In a 90-day feeding study, 4 groups of 10 male and 10 female rats received in the diet 0,200, 1000 and 5000 ppm 1-naphthaleneacetic acid (1-NAA). Growth and food intake was reduced significantly only in males on 5000 ppm. Haematological examination yielded essentially negative results except for a non-significant reduction at the 1000 and 5000 ppn levels in the leucocyte count, mainly due to a reduction in neutrophils. No significant effects were observed in the renal concentration test, urinalysis, renal histochemistry or histology of a wide range of organs at any level of 1-NAA tested. Increased relative weights of thyroid, testes, brain and liver were confined to the 5000 ppm level. The increase in relative liver weight was not accompanied by histological liver damage and was associated with elevated liver microsomal enzyme activity.

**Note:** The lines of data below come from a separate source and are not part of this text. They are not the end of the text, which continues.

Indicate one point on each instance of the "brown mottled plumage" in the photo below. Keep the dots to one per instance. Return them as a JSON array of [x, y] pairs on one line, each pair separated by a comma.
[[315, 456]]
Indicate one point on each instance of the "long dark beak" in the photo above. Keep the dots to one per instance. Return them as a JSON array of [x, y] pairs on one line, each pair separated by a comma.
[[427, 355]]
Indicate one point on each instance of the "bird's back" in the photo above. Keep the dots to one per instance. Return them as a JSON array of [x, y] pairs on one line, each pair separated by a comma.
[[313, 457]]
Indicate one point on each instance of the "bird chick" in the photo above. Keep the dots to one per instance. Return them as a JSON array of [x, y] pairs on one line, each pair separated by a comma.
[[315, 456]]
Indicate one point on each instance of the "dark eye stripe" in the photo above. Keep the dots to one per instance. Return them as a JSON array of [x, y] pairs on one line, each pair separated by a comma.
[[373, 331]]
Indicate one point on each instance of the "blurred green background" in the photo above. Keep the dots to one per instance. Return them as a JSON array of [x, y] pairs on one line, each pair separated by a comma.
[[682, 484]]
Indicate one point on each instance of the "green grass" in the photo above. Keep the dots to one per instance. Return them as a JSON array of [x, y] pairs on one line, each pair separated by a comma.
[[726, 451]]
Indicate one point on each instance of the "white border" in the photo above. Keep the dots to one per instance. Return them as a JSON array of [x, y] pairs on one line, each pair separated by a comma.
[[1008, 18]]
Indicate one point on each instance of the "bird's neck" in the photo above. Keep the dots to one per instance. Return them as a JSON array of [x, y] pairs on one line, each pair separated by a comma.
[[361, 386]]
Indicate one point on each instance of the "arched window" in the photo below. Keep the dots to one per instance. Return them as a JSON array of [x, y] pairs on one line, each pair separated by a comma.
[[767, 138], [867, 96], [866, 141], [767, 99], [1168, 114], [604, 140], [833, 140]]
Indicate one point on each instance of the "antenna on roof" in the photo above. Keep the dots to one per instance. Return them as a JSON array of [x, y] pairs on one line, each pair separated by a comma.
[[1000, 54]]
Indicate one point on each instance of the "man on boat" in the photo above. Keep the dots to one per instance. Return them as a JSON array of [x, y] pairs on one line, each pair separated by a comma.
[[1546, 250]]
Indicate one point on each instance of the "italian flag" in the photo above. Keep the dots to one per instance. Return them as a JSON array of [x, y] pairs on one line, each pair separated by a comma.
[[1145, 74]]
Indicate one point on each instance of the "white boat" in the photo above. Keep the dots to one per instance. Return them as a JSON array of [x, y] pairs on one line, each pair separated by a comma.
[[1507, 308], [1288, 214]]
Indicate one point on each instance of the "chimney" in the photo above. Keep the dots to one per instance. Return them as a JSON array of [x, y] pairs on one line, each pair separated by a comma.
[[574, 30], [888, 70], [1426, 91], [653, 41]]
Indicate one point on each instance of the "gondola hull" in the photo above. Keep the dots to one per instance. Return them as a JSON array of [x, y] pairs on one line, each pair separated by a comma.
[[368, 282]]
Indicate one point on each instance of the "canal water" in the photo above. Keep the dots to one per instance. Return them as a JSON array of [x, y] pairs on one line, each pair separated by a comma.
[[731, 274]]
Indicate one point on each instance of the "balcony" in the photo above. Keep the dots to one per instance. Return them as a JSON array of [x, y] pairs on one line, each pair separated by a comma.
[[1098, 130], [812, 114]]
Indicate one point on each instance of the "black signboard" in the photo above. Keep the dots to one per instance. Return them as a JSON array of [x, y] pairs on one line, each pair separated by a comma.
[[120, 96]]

The loss of glucose 6-phosphatase (G6Pase) and increase in glucose 6-phosphate dehydrogenase (G6PDH) seen histochemically in the centrilobular region of the liver in males on 5000 ppm, accompanied by glycogen depletion in the liver, could however be indicative of liver damage. On the basis of conventional criteria, a no-effect level of 1000 ppm would have been indicated by this study but in view of liver glycogen depletion at all levels tested a no-effect level was not established.